Percakapan selalu diawali sesuatu, bisa peristiwa, berita terbaru, karena seseorang mencetuskan pikirannya, bisa pula karena kabar terkait salah satu tetangga. Apa pun bisa jadi percakapan. Yang membedakan adalah cara orang per orang menjadikan hal-hal itu sebagai percakapan.
Biasanya, orang-orang pintar membicarakan hal-hal esensial, yang penting, dan malas membicarakan hal-hal remeh yang tidak penting.
Sebaliknya, orang-orang bodoh senang membicarakan hal-hal remeh yang tidak penting, karena mereka tidak mampu membicarakan hal-hal penting.
Contoh. Ada orang suka menyalakan lampu depan rumahnya pada sore hari, bukan setelah malam. Alasannya sepele, karena ia sering lupa menyalakan lampu depan rumah kalau malam.

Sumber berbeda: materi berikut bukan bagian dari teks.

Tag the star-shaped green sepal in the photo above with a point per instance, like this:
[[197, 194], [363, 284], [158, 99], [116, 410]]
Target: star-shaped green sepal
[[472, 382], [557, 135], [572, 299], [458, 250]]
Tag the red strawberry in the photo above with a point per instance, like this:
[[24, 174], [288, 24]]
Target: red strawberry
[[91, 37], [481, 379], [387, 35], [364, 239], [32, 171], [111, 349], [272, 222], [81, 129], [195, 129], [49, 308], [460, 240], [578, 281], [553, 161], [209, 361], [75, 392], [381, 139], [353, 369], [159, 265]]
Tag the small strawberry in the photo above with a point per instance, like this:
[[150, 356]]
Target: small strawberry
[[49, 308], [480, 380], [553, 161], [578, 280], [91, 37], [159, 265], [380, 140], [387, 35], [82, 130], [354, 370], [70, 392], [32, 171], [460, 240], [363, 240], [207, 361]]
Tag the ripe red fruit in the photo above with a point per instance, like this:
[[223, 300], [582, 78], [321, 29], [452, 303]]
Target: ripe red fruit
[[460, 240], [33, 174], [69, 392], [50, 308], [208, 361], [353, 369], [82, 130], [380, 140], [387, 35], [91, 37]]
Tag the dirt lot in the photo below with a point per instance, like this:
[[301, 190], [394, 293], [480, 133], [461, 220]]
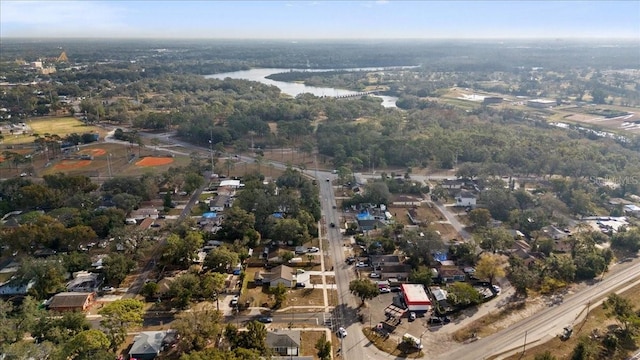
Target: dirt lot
[[317, 279], [308, 340], [595, 321], [425, 213]]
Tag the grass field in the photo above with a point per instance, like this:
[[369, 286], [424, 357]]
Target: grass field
[[61, 126]]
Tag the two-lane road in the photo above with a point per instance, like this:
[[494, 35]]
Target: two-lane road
[[547, 323]]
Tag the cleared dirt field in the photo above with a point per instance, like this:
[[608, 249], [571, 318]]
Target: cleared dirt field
[[116, 156], [317, 279], [308, 340], [430, 217], [154, 161]]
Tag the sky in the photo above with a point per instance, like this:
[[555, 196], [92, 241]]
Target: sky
[[299, 20]]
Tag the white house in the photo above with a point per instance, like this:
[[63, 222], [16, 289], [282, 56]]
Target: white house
[[465, 199], [284, 342], [632, 209]]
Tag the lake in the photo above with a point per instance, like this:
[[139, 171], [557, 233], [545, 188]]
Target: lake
[[294, 89]]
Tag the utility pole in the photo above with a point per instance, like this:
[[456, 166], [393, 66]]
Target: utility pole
[[211, 149], [109, 165]]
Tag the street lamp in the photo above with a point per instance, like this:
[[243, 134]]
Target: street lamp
[[211, 149], [109, 165]]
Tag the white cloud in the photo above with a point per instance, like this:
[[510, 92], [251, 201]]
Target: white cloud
[[62, 18]]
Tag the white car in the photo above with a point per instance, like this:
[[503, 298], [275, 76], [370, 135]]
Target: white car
[[342, 332]]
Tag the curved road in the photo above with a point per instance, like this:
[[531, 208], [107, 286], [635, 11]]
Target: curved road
[[539, 327], [545, 324]]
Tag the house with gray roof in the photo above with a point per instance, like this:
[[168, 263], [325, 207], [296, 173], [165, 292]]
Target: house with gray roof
[[284, 342], [149, 344]]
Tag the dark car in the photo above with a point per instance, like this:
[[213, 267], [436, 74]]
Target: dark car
[[439, 320]]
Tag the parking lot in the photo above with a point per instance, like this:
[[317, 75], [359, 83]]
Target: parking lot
[[434, 338]]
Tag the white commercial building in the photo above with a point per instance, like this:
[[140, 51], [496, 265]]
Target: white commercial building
[[416, 298]]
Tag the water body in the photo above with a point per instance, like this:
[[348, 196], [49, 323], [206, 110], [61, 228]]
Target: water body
[[294, 89]]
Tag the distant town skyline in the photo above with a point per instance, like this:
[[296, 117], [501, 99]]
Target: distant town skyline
[[300, 20]]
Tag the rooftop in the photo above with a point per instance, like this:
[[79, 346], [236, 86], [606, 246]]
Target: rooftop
[[69, 299], [415, 292], [283, 338]]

Jadi ia sengaja menyalakannya sore hari, bersamaan saat menyalakan lampu ruang tamu, agar tidak kelupaan.
Itu hal sepele, dan orang-orang pintar biasanya malas membicarakan hal-hal remeh seperti itu.

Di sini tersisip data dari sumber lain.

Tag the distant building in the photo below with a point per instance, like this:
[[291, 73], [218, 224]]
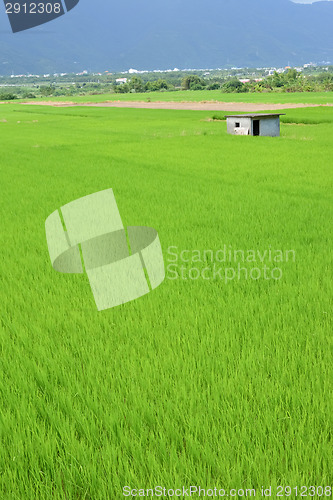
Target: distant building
[[264, 124]]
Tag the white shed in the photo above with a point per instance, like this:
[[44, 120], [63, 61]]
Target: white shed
[[264, 124]]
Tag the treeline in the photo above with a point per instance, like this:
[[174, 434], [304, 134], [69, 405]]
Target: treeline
[[289, 81]]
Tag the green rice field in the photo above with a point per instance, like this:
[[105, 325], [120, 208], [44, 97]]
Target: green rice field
[[222, 376]]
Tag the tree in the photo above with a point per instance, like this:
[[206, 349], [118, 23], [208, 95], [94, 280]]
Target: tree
[[193, 82], [136, 84], [234, 85]]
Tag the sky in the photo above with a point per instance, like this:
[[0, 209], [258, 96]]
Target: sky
[[309, 1]]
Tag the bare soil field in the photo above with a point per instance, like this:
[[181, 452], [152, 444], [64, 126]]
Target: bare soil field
[[190, 106]]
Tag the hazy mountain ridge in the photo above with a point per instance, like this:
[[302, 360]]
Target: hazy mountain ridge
[[98, 36]]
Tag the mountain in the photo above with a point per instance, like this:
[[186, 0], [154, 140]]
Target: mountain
[[101, 35]]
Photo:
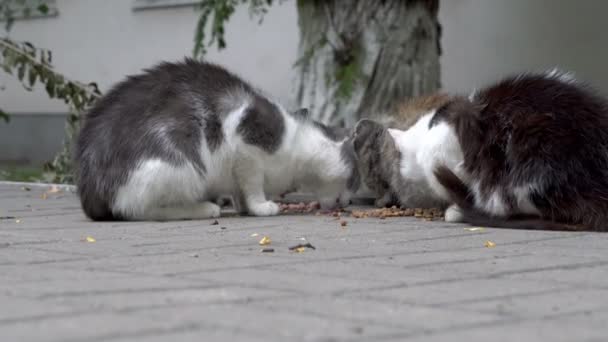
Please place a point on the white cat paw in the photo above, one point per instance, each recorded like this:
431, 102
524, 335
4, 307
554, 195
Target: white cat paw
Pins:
453, 214
268, 208
209, 209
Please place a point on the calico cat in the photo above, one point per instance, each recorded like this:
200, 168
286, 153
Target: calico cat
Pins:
164, 144
529, 152
378, 156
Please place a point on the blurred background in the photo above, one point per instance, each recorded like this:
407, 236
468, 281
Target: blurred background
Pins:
102, 41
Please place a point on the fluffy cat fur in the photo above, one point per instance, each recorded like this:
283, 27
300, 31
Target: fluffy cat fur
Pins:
528, 152
378, 157
163, 144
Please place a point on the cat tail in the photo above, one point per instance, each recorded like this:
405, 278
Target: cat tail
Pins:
97, 209
461, 195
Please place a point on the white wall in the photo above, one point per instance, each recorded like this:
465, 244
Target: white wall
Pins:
104, 40
486, 39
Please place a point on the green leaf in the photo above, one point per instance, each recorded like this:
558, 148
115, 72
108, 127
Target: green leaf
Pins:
4, 116
50, 87
43, 8
21, 71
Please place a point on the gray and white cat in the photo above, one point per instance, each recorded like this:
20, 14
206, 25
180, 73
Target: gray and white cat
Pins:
163, 144
379, 158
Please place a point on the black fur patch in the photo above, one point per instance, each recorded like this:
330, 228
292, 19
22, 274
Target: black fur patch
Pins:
535, 129
213, 132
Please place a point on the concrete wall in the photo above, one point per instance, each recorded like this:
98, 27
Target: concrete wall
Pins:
482, 41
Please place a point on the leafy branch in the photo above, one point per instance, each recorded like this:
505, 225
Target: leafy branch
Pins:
9, 9
219, 12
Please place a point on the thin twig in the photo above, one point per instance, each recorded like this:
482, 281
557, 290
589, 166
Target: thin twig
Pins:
9, 45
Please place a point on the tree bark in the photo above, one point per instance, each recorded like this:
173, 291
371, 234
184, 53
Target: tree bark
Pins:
360, 58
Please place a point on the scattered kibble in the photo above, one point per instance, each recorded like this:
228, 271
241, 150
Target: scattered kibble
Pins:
383, 213
299, 208
265, 241
299, 248
53, 190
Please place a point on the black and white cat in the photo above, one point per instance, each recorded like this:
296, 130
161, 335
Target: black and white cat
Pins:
163, 144
529, 152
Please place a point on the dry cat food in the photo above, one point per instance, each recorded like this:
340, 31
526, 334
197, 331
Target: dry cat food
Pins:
299, 207
427, 214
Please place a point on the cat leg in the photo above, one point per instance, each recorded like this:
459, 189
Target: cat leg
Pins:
194, 211
249, 177
453, 214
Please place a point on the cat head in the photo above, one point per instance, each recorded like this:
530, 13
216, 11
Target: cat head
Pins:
334, 177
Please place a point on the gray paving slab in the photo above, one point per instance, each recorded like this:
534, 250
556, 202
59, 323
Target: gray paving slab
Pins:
373, 280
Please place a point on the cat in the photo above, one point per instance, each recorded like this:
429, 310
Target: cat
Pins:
165, 144
378, 156
528, 152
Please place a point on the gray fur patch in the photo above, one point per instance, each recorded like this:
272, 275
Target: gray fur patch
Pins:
161, 113
262, 125
373, 146
348, 155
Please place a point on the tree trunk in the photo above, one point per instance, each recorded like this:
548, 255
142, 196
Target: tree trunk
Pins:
360, 58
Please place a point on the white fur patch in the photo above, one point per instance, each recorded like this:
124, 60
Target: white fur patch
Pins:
522, 198
453, 214
155, 183
556, 73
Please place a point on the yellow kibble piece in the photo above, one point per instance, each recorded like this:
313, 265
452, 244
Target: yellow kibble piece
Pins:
265, 241
489, 244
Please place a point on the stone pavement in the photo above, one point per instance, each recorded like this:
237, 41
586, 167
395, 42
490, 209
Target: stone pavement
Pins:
373, 280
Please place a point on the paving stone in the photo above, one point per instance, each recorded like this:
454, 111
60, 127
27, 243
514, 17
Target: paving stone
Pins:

Bagi orang pintar, kamu mau menyalakan lampu depan rumahmu pada sore hari atau malam hari, bodo amat! Wong itu lampu rumahmu sendiri, dan kamu sendiri pula yang bayar listriknya!
Tapi orang bodoh tertarik membicarakan hal remeh temeh seperti itu. Dengan kadar otaknya yang minim, mereka bisa saja membuat “teori” kenapa orang menyalakan lampu depan rumahnya sore hari. Lalu menyimpulkan, misalnya, “Ooh, mungkin karena dia ingin dianggap tidak di rumah.”

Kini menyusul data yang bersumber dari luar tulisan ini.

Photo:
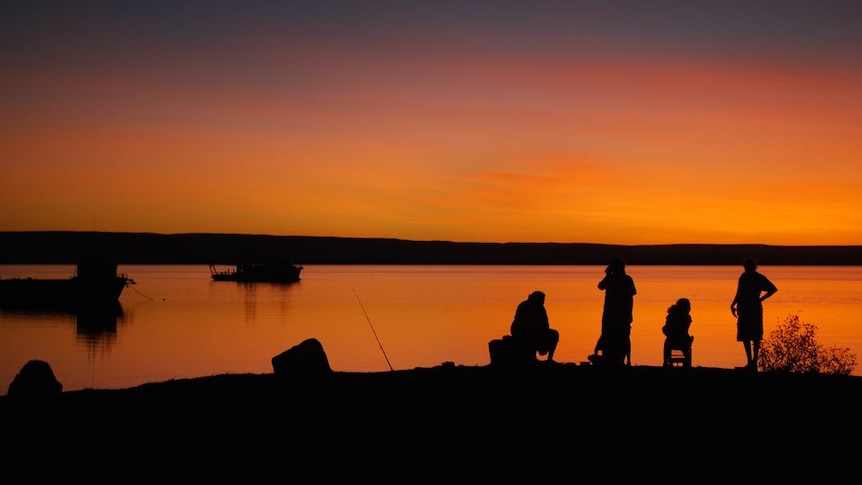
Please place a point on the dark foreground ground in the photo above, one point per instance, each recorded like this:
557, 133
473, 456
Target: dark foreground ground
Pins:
448, 424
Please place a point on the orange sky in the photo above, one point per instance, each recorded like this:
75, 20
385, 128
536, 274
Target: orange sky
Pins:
610, 122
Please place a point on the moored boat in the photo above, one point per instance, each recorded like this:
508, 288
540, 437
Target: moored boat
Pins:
93, 284
259, 273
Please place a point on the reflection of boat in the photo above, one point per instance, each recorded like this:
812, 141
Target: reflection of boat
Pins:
259, 273
94, 285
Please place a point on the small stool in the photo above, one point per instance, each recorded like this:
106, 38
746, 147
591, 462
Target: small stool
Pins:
677, 358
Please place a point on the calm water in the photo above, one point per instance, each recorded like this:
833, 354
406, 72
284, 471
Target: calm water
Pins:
176, 323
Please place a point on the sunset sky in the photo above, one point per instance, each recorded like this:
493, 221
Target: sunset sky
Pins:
621, 122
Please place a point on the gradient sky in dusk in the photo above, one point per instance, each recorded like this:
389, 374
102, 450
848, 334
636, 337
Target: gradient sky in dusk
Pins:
623, 122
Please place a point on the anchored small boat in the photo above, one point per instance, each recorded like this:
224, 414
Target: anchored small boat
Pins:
93, 284
259, 273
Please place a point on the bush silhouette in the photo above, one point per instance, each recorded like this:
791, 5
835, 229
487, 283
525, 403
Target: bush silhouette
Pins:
792, 347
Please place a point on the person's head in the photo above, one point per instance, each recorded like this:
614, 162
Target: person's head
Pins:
617, 265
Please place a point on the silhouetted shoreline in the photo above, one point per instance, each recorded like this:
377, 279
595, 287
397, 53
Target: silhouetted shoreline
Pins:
64, 247
452, 424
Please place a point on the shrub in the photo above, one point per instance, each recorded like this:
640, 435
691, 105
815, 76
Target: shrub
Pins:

Apakah itu terdengar konyol? Jelas! Tapi orang bodoh tidak sadar kalau itu konyol. Sebaliknya, mereka merasa dirinya pintar, karena bisa menemukan “teori konyol” itu.
Contoh lain. Ada orang yang seharian tidak keluar rumah, karena sangat sibuk, dan baru keluar saat larut malam.
Dia baru keluar rumah saat larut malam, karena mencari makan, setelah seharian mengurusi kesibukannya, hingga tidak ingat makan.
Itu hal remeh, kan?
Tapi orang bodoh senang mengurusi hal remeh. Karena melihat tetangganya baru keluar larut malam, dia pun menyusun “teori-teori”.
Menurut “teori” si orang bodoh, tetangganya seharian tidak keluar rumah, dan baru keluar setelah larut malam, karena ingin dikira sedang pergi.
“Mungkin dia takut didatangi orang yang akan menagih utang,” pikirnya. Dia merasa hebat dengan teori itu, padahal salah, juga konyol!
Contoh lain lagi. Ada orang yang setiap hari sampai malam biasa membuka jendela kamarnya, dan jendela yang terbuka itu bisa terlihat dari depan rumah.
Suatu waktu, orang itu menutup jendela kamarnya, karena nyamuk sangat banyak, atau karena cuaca dingin. Itu hal remeh, kan?
Tetapi, sekali lagi, orang bodoh suka memikirkan dan membicarakan hal-hal remeh. Hanya karena melihat jendela tertutup—padahal biasanya terbuka—dia pun menyusun “teori-teori”. Dan sama seperti sebelum-sebelumnya, “teori”-nya juga salah total, tapi dia merasa dirinya pintar!
Orang bodoh yang sadar dirinya bodoh itu baik, karena dari kesadaran itu dia bisa belajar, dan memperbaiki diri.
Yang bermasalah adalah orang bodoh yang merasa dirinya pintar, hingga tidak mau belajar, bahkan koar-koar bangga tentang “teori-teori” bikinannya ke orang-orang lain.
Sering kali, masalah sosial diawali hal-hal semacam ini, ketika ada orang bodoh merasa dirinya pintar, lalu menyusun “teori goblok” yang ia anggap hebat, lalu “mendiskusikan teori goblok” bikinannya ke orang-orang lain.
Inilah awal mula sesuatu yang disebut ghibah.
Selalu ingat hal penting ini:
Orang pintar membicarakan ide, wawasan, atau perspektif mereka.
Orang biasa membicarakan berita atau peristiwa.
Sementara orang bodoh suka ber-ghibah, membicarakan orang lain, dengan tujuan menjelek-jelekkan.
*) Ditranskrip dari timeline @noffet, 16 Desember 2022.